# Wiring DCC to an old loco, not dcc ready?



## CircusFreakGritz (Oct 27, 2010)

Hey everyone!

I picked up a couple of the AHM/IHC Boeing LRV trolleys recently and want to install LED head/tail lights and a decoder.

Do you think if I went to a local hobby store and bought the decoder/LEDs, they would be willing to help me install the parts/do it for me for a fee? Or, do you know any places that do things like this? If not, how do I learn? There is so much information online but it's hard to weed through it since I don't know what works with what.

I would also want this decoder, because it turns on the tail lights when the train slows down, etc. O

http://www.youtube.com/watch?v=_JFfgLCXHqw
http://home.earthlink.net/~traxx/ <--- the decoder is listed on the top under "Bowser F-Line PCC Cars" but it says it's for trains that are "dcc ready"....? 

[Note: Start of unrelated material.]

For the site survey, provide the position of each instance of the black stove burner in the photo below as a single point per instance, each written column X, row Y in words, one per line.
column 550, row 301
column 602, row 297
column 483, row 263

Any help would be appreciated. Thanks...


----------



## tankist (Jun 11, 2009)

LHS (local hoby store) might do that for extra charge. 
the procedure is not trivial but not really rocket science either. if you technically inclined, can follow documented directions and somewhat knowledgeable about electric wiring you should be ok.

in essence what you are doing is disconnecting the motor from trucks and connecting them via decoder which is a sort of middleware in between them, later the lights will connect directly to decoder. 

with that, make sure the piece of rolling stock you installing the decoder into is in top shape running condition. DCC does not solve poor running and often will only amplify the problem.


----------



## CircusFreakGritz (Oct 27, 2010)

tankist said:


> LHS (local hoby store) might do that for extra charge.
> the procedure is not trivial but not really rocket science either. if you technically inclined, can follow documented directions and somewhat knowledgeable about electric wiring you should be ok.
> 
> in essence what you are doing is disconnecting the motor from trucks and connecting them via decoder which is a sort of middleware in between them, later the lights will connect directly to decoder.
> ...


Ah, thanks for the response. Is it really that simple? I could buy any HO decoder and it should work?


----------



## shaygetz (Sep 23, 2007)

The biggest issue is..

1. Isolating the motor completely from the track. Easy enough to do so long as the frame isn't used as part of the mechanism.

2. Amps...old motors pull plenty of them. If there is any doubt, get a 1 amp + chip.


----------



## tankist (Jun 11, 2009)

shay, i havent really seen below 1 Amp decoders anymore



> Ah, thanks for the response. Is it really that simple? I could buy any HO decoder and it should work?


i said its not that hard. but there is abit to it still. do it wrong and you burn your decoder.


----------